There a couple of ways to eliminate stage cement. One way using lightweight cements which are normally water extended, however once cement density gets below 1.3 sg or so then it would not be regarded as competent. When you require lower densities in order to stay within ECD you could choose either cenospheres or foam cement which can be used to reduce cement density and lower ECD while the slurry remains mechanically competent.

Another solution is reverse circulation cementing, pumping down the annulus and taking returns up the casing id, which will lower the friction pressure and thus reduce the ECD. 

Generally cenosphere are operational easier to do and foam cement requires good equipment and operators. Reverse circulation cementing requires specialised floating equipment and may require covering the well control issues that can be present in this operation. Which might be used depends on your circumstances and the availability of equipment and expertise. 

In the case of the 7in Liner/tieback then the only option that that I know of which may eliminates a tieback is using reverse circulation of cement. You do not quote the fracture pressure but my experience is that in HPHT wells the difference between formation pressure and fracture pressure is small.  Again specialised equipment would be required and well control issues need to be covered.  There also appears to be a very small margin between formation pressure and mud density in this hole section.

I came across an unusual Liner tie back cement job where there was a situation that the job shut off prematurely. After some study it may have been that the liner lap cement fractured and the cement squeezed off. The long tieback was cemented to surface with 1.92 sg slurry with a relatively narrow annulus.

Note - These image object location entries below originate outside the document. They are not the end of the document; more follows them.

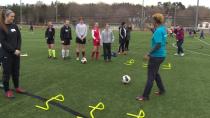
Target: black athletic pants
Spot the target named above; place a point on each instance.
(107, 51)
(127, 45)
(122, 45)
(153, 75)
(179, 45)
(11, 67)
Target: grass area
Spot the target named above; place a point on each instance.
(187, 84)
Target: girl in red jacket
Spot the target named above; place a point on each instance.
(96, 41)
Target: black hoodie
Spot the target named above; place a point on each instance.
(10, 40)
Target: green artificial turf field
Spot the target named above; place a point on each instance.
(187, 83)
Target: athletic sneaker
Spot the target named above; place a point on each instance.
(158, 93)
(20, 90)
(182, 54)
(9, 94)
(141, 98)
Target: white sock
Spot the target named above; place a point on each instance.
(67, 53)
(63, 53)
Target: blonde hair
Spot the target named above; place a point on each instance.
(3, 14)
(158, 17)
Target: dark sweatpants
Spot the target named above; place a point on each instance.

After simulation the ECD was calculated to 2.34 S.G.. the liner top was tested before cementing the tieback to 2.08 sg so one scenario was a fractured liner top cement lap.  It may be worthwhile to ensure that if a liner / tieback is run that the liner top can be tested to withstand the ECD while cementing the tieback to surface.

You might also look at the effect of temperature on all of the strings in the well as when on production the temperature can rise to levels in upper casings to above 110C. On one  HPHT well where the BHT was 210C the conductor casing temperature was modelled at >110C during production and silica was used in the conductor cement slurry.

These are some suggestions that you can discuss with the cement contractor.
Pete Thomson
Decommissioning Manager
Baker Hughes
Total Posts: 16
Join Date: 12/12/15

Hi Viktor.

Others are more qualified to discuss cementing such a length of casing, but my comments are from an abandonment point of view. 

As part of our well design I'd suggest you have a look at what the formations, pressures and connate fluids are telling us to do in terms of primary and secondary barriers.

Intermediate strings cemented to surface can pose difficulties at the end of the well life if we need to barrier off a shallower zone which hasn't been adequately barriered off in this cement operation.   We therefore can't pull our cemented-to-surface 9-5/8" casing, an extensive milling operation from surface isn't preferred and we're therefore into section milling country since the effectiveness of perf / wash / cement (PWC) certainly isn't guaranteed in a partially cemented section.

However, even this may be a mute discussion dependant on the desire to run 7" production casing and also cement to surface - that needs to be taken into account in this abandonment well design too.

My experience of HPHT wells going back to the mid 80s is that we selected to run a 7" liner and tie it back primarily because we didn't have to get the casing hanger landed out thereby reducing risk of having to pull 7" casing back to surface again.  The tieback seals didn't leak and the abandonment plan is more flexible due to 7" being uncemented. 

I hope this assists regards


Drilling Engineering and Planning Director
Total Posts: 12
Join Date: 13/02/12
You may consider the use of light weight cement (a combination between two slurries in fact). The use of cenosphere can reduce the cement density to accomodate your ECD issue during cement job. You'd better see with your cementing company what are their solutions for your challenge.